A poll by Survation for the Unions21 Fair Work Commission has highlighted widespread public support for legally guaranteed employee board representatives.

 

The poll revealed that 76% of UK employees and 89% of trade union members are in favour of workforce representatives sitting on company boards of directors, with only 6% of respondents opposed to the idea.

 

Those employees who voted Labour in 2010 were the most favourably disposed, with 85% in support, followed by Liberal Democrat voters with 81% and Conservative voters with 70%.

 

The most popular proportion was 10-20% of board seats, with over half of all respondents (53%) saying they would support 10% or 20% of seats on company boards being reserved by law for workforce representatives.

 

Only 7% of employees were opposed to legally reserving any seats for workforce representatives.

 

This news comes after a period of considerable political interest in improving corporate governance and making companies more accountable to their various stakeholders.

 

All three party leaders have spoken in the last 18 months about the need to move towards more ‘responsible capitalism’ and a ‘John Lewis Economy’, and both Ed Miliband and Nick Clegg have expressed support for the idea of workers sitting on remuneration committees, but as of yet there has been little in the way of concrete action in this area.

 

Unions21 Chair Sue Ferns said:

“This polling data confirms there is a strong appetite to do business differently.
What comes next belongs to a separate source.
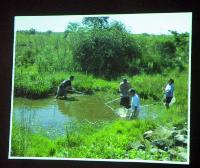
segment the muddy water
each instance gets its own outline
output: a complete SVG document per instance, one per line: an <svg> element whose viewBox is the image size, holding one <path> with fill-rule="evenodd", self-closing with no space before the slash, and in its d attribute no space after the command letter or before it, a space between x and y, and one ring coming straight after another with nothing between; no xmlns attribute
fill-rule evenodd
<svg viewBox="0 0 200 168"><path fill-rule="evenodd" d="M12 120L32 130L63 134L69 123L112 121L119 118L97 96L72 95L68 100L54 97L30 100L14 98Z"/></svg>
It adds weight to the initial findings of the Workplace Employment Relations Survey showing an association between involvement in decision-making and commitment to the organisation. Everyone would benefit from a change in approach, as is already evident from good practice elsewhere in Europe.”

 

Speaking about the results at a meeting of the Compass Progressive Alliance at TUC Congress House this morning, Unions21 Director Dan Whittle said:

“At the CBI conference in November Sir Roger Carr said big business had forgotten to fair. Consensus has broken out across age groups, genders and political persuasions that to help repair the damage we need more boardroom accountability. Alongside union collective bargaining, new ways to promote employee voice need to be considered – with worker reps on boards a tried, tested and popular example.”

 

Survation Chief Executive, Damian Lyons Lowe, commented on the findings saying “with over three quarters of the UK’s workforce supporting the idea of employee board representatives, including a clear majority of the voters for all three main parties, this appears to be an idea whose time has come. There has been lots of talking about possible ways to improve corporate accountability over the last few years, and there is clearly now an appetite among the general public to see words translated into action.”

 

Survation polled 1,004 workers in full and part time employment between 1st – 4th February 2013.